I’M a die-hard Oklahoma City Thunder fan because of Kevin Durant and Russell Westbrook. It was therefore heartbreaking to find out on Thursday morning last week that Thunder Head Coach Scott Brooks was dismissed after seven seasons of leading a team whose average age is 25 years old according to ESPN.com.
The ESPN report adds that Brooks has a .620 winning percentage with the team and guided the Thunder to five playoff appearances in seven seasons, including three of the past four Western Conference finals and the NBA Finals in 2012.
Coaching in any sport and in any league is one of the most thankless jobs. When the team loses, the coach is blamed, but when the team wins it all, the players get the lion’s share of the credit. Brooks was responsible for guiding the future Hall of Fame careers of Kevin Durant and Russell Westbrook.
What Kevin Durant had to say in his Instagram account about the only professional head coach he knew was touching:
“Today was tough for me. While I support our team’s decision 100 percent and look forward to the upcoming season and the future in OKC, Scotty was my coach and a friend for the past seven seasons. We accomplished a lot together, and those times will never be taken away from us. I grew both as a man and a ball player under his guidance and for that I will forever be grateful. I wish nothing but the best for him and his family who have also been such a big part of this city and organization. I know he will be very successful in wherever his next steps in life are.”
The firing, according to Thunder General Manager Sam Presti, was not a result of this past season where the Thunder didn’t make the playoffs for the first time since the 2008-2009 season, but that it was looking ahead into the future. To sustain continued success. Most of the players liked Scott Brooks but many of them were excited at the thought of a new voice and a new direction. With Kevin Durant’s free agency next year looming in the horizon, Sam Presti felt now was as good a time as any to make a move to be ready for their best player’s contract year.
“This is an extremely difficult decision on many levels,” Presti said in a statement. “This decision is not a reflection of this past season, but rather an assessment of what we feel is necessary at this point in time in order to continually evolve, progress and sustain.

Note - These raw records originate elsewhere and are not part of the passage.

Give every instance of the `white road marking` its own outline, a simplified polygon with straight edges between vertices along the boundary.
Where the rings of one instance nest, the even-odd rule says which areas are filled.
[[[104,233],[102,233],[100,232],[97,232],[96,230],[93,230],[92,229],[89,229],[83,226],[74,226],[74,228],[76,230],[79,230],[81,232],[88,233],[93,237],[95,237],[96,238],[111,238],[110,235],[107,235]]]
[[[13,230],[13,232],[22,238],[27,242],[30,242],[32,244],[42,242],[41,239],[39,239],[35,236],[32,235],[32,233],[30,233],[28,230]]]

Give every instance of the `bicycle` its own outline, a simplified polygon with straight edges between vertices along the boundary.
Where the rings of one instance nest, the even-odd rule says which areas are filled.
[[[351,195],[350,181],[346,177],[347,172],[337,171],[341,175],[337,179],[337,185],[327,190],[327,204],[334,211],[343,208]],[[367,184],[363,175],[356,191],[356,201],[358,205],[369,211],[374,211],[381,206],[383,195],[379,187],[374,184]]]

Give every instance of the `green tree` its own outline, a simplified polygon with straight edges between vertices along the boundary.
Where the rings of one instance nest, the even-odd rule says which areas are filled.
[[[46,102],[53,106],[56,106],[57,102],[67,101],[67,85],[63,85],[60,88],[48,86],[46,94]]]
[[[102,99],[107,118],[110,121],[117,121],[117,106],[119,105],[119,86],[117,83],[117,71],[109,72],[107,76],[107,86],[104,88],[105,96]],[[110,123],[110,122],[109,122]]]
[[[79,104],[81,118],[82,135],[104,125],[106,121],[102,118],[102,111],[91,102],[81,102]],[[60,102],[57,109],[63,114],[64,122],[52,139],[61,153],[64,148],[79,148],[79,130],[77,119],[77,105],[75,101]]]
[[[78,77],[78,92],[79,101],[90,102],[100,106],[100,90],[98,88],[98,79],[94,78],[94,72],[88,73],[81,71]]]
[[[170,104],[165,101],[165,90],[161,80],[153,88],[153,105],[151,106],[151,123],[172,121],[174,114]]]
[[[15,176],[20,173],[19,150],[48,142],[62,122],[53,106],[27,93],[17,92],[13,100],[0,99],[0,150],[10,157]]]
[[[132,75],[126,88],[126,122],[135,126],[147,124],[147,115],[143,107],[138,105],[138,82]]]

We determined that, in order to stimulate progress and put ourselves in the best position next season and as we looked to the future, a transition of this kind was necessary for the program.”
Reading the statement, you can sense that it was an agonizing decision that had to be made. You don’t have to be a front-office executive of a professional sports organization, to feel that you want to dig yourself a hole big enough to hide in after firing a high character and quality coach like Brooks.
The Oklahoma City Thunder organization, just like any other organization follows the same policy: if a person doesn’t produce, then that person has to go. Produce meaning NBA Larry O’Brien trophies.
According to a Bleacher Report article, “In Fickle, Unforgiving World of NBA Coaches, Those Who Endure Deserve the Honors,” by NBA senior writer Kevin Ding, coaches are constantly being evaluated and re-evaluated because they’re constantly being challenged by new personalities. Maximizing talent, no matter the packaging, is the job profile. The nature of the job is to take this particular player and that specific player and coach them differently but successfully toward the greater good and establish a strong community.
Then do it again with some other people next season, sticking to what you believe in while being eager to grow and adjust. Repeat it often enough, you might actually have a sliver of job security.”
The San Antonio Spurs’ Greg Popovich has done a masterful job of adjusting and coaching this player and that player differently, hence the success of the Spurs organization since winning their first title in 1999. Phil Jackson, with his 11 rings, has won Coach of the Year only once, in 1996.
George Karl won Coach of the Year in 2013 but was eventually fired. The same Bleacher Report article says “Before George Karl was named Coach of the Year in 2013, he cited the peculiar nature of the award to Benjamin Hochman of HYPERLINK “https://www.denverpost.com/ci_23408257/firing-by-denver-nuggets-bizarre-ending-george-karl The Denver Post, asking: “Have you seen what happens to guys who win Coach of the Year?”
If I were Presti, I would hire Spurs Assistant Coach Ettore Messina, one of the greatest coaching minds in European basketball history who is a disciple of ball movement and player movement to keep the defense constantly moving and off-balanced. A disciplinarian, he may be the guy to teach Russell Westbrook to pass and move the ball more.